Były trener kijowskiego „Dynamo” Leonid Burjak opowiedział, że jego była drużyna musi poprawić swoją grę, a także wyraził się o transferze bramkarza „białoniebieskich” Georgija Buszczana do arabskiego „Al-Shabab”.

— Leonid Iosifowicz, czy „Dynamo” udało się przenieść na europejskie puchary wszystko to, co najlepsze z UPL? Mówił pan o tym przed meczami w Lidze Europy.
— Rozumiem, że zespół jest młody. Niektórzy piłkarze podstawowego składu nie brali udziału w tym meczu z RFSh z różnych powodów. Nie mówię, że musimy wygrywać europejskie puchary, ale 9-10 punktów „Dynamo” powinno zdobyć. W każdym stanie dzięki organizacji i gotowości „Dynamo” powinno wyglądać znacznie lepiej. Teraz mamy zadania, które musimy rozwiązać w mistrzostwach Ukrainy. Teraz „Dynamo” ma młody zespół z Ukraińcami w składzie i chcemy, aby piłkarze grali i rozumieli sens tej gry.
— Jeśli chodzi o następne europejskie puchary, co „Dynamo” musi poprawić, aby lepiej wyglądać na europejskiej arenie?
— Wcześniej „Dynamo” miało wystarczająco poważnych legionistów. Nie mówię, że ich powinno być bardzo dużo. Ale myślę, że można zaprosić przynajmniej jednego dobrego legionistę na kluczowe pozycje. I wtedy wokół tych legionistów nasza młodzież rośnie dwa razy szybciej.
— „Dynamo” jest na pierwszym miejscu w UPL i wiadomo, że celem kijowskiej drużyny jest zdobycie złotych medali. Czy to zwycięstwo nad RFSh daje kijowianom pewność siebie przed startowymi meczami tego sezonu?
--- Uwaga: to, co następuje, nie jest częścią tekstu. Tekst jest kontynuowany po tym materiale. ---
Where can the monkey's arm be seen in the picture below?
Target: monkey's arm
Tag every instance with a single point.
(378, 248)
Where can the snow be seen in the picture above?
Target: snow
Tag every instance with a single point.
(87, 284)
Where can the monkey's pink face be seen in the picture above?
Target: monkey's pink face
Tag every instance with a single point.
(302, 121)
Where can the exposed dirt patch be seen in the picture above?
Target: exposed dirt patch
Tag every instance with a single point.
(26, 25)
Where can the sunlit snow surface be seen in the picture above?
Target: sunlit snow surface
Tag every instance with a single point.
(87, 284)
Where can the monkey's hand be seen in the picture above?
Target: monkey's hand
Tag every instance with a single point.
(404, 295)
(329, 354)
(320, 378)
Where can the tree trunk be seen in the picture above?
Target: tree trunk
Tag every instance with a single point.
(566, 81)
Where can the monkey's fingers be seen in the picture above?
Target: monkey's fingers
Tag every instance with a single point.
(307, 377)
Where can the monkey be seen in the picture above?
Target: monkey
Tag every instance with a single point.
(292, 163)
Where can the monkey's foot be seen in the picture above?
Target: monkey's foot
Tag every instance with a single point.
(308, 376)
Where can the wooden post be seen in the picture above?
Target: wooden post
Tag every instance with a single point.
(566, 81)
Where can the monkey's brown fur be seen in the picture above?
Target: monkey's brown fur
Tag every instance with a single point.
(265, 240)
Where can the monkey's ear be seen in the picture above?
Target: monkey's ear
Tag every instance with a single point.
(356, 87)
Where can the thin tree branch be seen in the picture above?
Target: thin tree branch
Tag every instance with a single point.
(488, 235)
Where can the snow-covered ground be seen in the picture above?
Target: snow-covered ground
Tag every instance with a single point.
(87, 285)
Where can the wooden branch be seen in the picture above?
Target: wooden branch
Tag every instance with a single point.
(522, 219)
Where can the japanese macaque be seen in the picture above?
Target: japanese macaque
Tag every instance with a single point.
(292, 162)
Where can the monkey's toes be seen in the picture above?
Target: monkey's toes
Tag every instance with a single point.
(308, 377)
— Każde zwycięstwo niesie swoje fluida. To jest emocjonalnie łatwiejsze do zniesienia. Jeśli nie ma wyników i jakichkolwiek zwycięstw, to od razu zaczynają krytykować głównego trenera. A trener wtedy wymaga od piłkarzy wyników. I wtedy okazuje się, że to zwycięstwo w meczu z RFSh, może, nic nie rozwiązało, ale mimo to zwycięstwo to zwycięstwo. Trzeba to zapomnieć i, analizując błędy, przygotowywać się do mistrzostw Ukrainy. Mamy zadania i jakieś marzenie, które musimy zrealizować.
— Jak skomentuje pan transfer Georgija Buszczana do „Al-Shabab”? Teraz ukraiński bramkarz będzie grał w jednej lidze z Ronaldo, Mané i innymi gwiazdami.
— Buszczan to członek naszej rodziny. Kiedy nasz piłkarz odchodzi, jak Sidorczuk, Mykołaenko i inni, to jest to trochę smutne. Buszczan ma teraz 30 lat. Bramkarz w takim wieku jest w pełni sił. Życzę Georgiemu powodzenia, dobrobytu i zdrowia. Niech spełni się wszystko, czego pragnie. Teraz Buszczan musi tam żyć. Jego zadaniem jest zdobycie miejsca w podstawowym składzie. I przez jakiś czas, może przyjedzie do nas specjalista, który przyniesie trochę inną szkołę. I to może być bardzo dobrym wsparciem dla wszystkich innych.
— Czyli będziemy czekać, że Buszczan przywiezie nowe umiejętności z Arabii Saudyjskiej, które przyniosą korzyść „Dynamo”.
— Tak. Jarmolenko był w Anglii, gdzie ma swoje spojrzenie na proces treningowy. I Buszczan przyjedzie z własnymi poglądami z zagranicy. Może zarobi dobre pieniądze i nie zechce dalej pracować w futbolu. Zobaczymy! Ale Buszczan to bardzo dobry facet. Życzę mu powodzenia i sukcesów.
— Czy Neshcheret będzie w stanie godnie zastąpić Buszczana?
— Jestem pewien, że pozycja bramkarza „Dynamo” nie będzie z tego powodu cierpieć. Neshcheret to bramkarz gotowy do podstawowego składu. Myślę, że on bardzo dobrze pracuje.